Belief of the assessee that return of advance from customers is not prohibited by section 269T was a bonafide belief. Therefore, the levy of penalty u/s.271E of the Act of Rs.21,49,943/- cannot be sustained.

FULL TEXT OF THE ITAT JUDGMENT

This is an appeal filed by the assessee against the order of the CIT(A)-2, Bhubaneswar dated 29.3.2017 for the assessment year 2008-2009.

2. The sole issue involved in this appeal is that the CIT(A) erred in confirming the levy of penalty of Rs.21,49,943/- u/s.271E of the Act.

3. According to the Assessing Officer, the assessee has violated the provisions of section 269T by refunding the advance received from the customers in cash of Rs.21,49,943/-. Therefore, he levied penalty u/s.271E of the Act 100% of the amount paid in cash of Rs.21,49,943/-.

4. On appeal, the CIT(A) confirmed the action of the Assessing Officer.

5. Ld A.R. argued that Section 269T of the Act talks of repayment of loan or deposit in cash and not of advance received from customers. Therefore, the case of the assessee is not covered u/s.269T of the Act and hence, the assessee is liable for penalty u/s.271E of the Act.

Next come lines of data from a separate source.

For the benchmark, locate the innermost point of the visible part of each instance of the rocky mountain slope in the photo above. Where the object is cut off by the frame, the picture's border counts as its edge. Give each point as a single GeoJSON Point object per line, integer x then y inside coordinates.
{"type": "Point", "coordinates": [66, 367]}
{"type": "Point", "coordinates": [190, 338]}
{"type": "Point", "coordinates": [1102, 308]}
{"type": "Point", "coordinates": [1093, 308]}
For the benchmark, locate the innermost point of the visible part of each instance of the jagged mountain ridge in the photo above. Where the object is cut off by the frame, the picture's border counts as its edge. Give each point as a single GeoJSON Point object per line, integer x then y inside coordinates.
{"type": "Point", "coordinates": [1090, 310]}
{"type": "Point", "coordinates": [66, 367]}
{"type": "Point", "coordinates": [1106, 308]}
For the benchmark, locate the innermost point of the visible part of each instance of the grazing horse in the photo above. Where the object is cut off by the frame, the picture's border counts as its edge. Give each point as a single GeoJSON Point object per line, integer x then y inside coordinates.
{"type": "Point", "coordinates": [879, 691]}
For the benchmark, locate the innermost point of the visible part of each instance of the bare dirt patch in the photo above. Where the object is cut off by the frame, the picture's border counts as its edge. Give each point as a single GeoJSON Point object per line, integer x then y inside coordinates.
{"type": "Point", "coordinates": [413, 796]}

6. On the other hand, ld D.R. relied on the orders of lower

7. We have heard the rival submissions, perused the orders of lower authorities and materials available on record. The Assessing Officer levied penalty u/s.271E of the Act for repayment of advance by the assessee in cash of Rs.21,49,943/-.

8. On appeal, the CIT(A) confirmed the same.

9. Ld A.R. contended that provisions of section 269T is applicable in a case where the assessee repaid the advance received from the customers.

10. Ld D.R. supported the orders of lower authorities.

11. We find that the Assessing Officer has observed as under:

“The assessment u/s. 143(3) was made in the case of the assessee on 15.04.2010. The assessee is carrying on the business of transportation fit logistic services. The Assessing Officer has assessed the total income of Rs.88,000/- as against the returned income of Rs.57,7.62/-. The Assessing Officer has called for various details from the assessee in respect of gross receipt of the assessee. During the course of assessment proceeding it was noticed that assessee had shown gross receipt of Rs.71,61,363/- whereas the total receipt in its bank account was at Rs.89,06,387/-. To reconcile the difference in respect of above discrepancy, the assessee has submitted during the course of assessment proceedings that 3 parties had advanced money for transportation of their goods, but later on they had taken back their advances since the work could not be undertaken.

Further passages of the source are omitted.